Walmart will stop selling E-cigarettes and exit its category completely when the number of vape-caused deaths grew. Based on reports the world’s greatest retailer, Walmart will stop selling e-cigarettes in its Walmart and Sam’s Club locations in the U.S. between “regulatory complexity” and “uncertainty” circling the industry.
In fact, Walmart will first sell all of its store inventory and stop selling E-cigarettes after the shelves are empty. Walmart cited “growing federal, state and local regulatory complexity and uncertainty regarding electronic cigarettes,” declaring that its stores will stop selling e-cigarettes once the current inventory is sold.
Walmart has come under fire as teen vaping rates in the U.S. soar to record highs and federal health officials sound alarms over an outbreak of a mysterious vaping-related lung disease that’s killed at least eight people in current weeks.
This decision published after President Trump declared his government plans to ban flavored E-cigarettes. Walmart previously said it would stop marketing fruit and dessert-flavored e-cigarettes this year at the same time that it increased the minimum age to buy tobacco to 21.
When Trump made his decision last week, there had been reports of six vape-caused deaths and that number has since grown to eight.
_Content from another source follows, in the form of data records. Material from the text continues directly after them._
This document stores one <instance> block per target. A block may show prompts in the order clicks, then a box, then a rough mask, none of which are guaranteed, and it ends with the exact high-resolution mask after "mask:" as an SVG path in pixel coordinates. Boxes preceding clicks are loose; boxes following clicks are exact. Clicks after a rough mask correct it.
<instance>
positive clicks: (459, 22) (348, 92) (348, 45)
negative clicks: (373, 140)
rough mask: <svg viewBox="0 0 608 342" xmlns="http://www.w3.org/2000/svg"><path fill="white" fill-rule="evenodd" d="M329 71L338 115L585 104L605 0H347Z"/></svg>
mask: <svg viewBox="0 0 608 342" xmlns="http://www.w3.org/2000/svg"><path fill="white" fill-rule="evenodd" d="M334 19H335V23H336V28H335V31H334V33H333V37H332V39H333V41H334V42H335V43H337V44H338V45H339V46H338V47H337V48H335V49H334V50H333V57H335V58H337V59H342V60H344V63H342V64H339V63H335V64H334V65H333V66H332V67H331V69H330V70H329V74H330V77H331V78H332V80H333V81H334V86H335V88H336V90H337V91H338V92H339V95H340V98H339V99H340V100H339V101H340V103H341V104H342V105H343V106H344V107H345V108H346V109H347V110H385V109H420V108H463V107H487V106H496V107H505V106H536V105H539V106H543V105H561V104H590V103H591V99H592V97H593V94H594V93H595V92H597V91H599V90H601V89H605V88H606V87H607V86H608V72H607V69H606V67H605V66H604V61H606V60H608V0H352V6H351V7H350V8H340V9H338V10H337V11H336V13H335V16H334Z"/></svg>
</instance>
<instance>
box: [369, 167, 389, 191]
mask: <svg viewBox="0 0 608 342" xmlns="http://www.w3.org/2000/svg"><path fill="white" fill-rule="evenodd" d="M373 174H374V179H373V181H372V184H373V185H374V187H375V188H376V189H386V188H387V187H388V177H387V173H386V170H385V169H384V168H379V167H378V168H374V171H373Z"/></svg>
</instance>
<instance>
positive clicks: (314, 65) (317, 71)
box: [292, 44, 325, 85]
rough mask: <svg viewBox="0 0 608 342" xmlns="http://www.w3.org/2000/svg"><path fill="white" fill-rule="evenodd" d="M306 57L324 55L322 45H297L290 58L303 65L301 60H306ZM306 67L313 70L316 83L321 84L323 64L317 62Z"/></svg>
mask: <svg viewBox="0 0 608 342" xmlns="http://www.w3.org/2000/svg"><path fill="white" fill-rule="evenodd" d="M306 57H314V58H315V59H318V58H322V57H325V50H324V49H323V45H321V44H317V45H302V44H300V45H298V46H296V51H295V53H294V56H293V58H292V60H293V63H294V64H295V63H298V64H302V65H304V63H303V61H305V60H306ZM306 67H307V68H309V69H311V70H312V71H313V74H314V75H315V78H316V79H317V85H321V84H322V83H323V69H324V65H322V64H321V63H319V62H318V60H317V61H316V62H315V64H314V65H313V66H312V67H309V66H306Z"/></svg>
The Centers for Disease Control and Prevention stated Thursday there have been 530 confirmed or probable cases of lung injury associated with e-cigarette use.
In a news, we published the Department of Health identified “Dank Vapes” and “Chronic Carts” as products containing Vitamin E acetate, a thickening agent in THC oil that has been a focus in its investigation into the illnesses.
Leading makers of nicotine e-cigarettes, including Juul Labs Inc, British American Tobacco Plc and Imperial Brands Plc, said last week their products did not contain Vitamin E mixtures.
Last week Amazon.com Inc said it took down vape paraphernalia in line with its policies, though the company did not specify the exact products it removed.
Some are calling on the Food and Drug Administration to crack down on the largely unregulated industry. Impatient with the lack of action from the federal government, a number of companies, states, and cities have been taking their own steps to cut ties with the industry. CBS, WarnerMedia, and Viacom, for instance, have all said they will stop running e-cigarette advertisements.
The American Vaping Association jumped on Walmart for remaining to sell E-cigarettes while pulling them from its shelves.
“You know you are in the middle of a moral panic when big corporations like Walmart find it is easier to sell deadly combustible tobacco products than to sell harm reduction alternatives,” the industry-funded group’s president, Gregory Conley, announced.
This decision, if implemented, largely avoids vape-caused deaths, but even when the shelves are empty, the sale of these deadly products does not seem humane at all.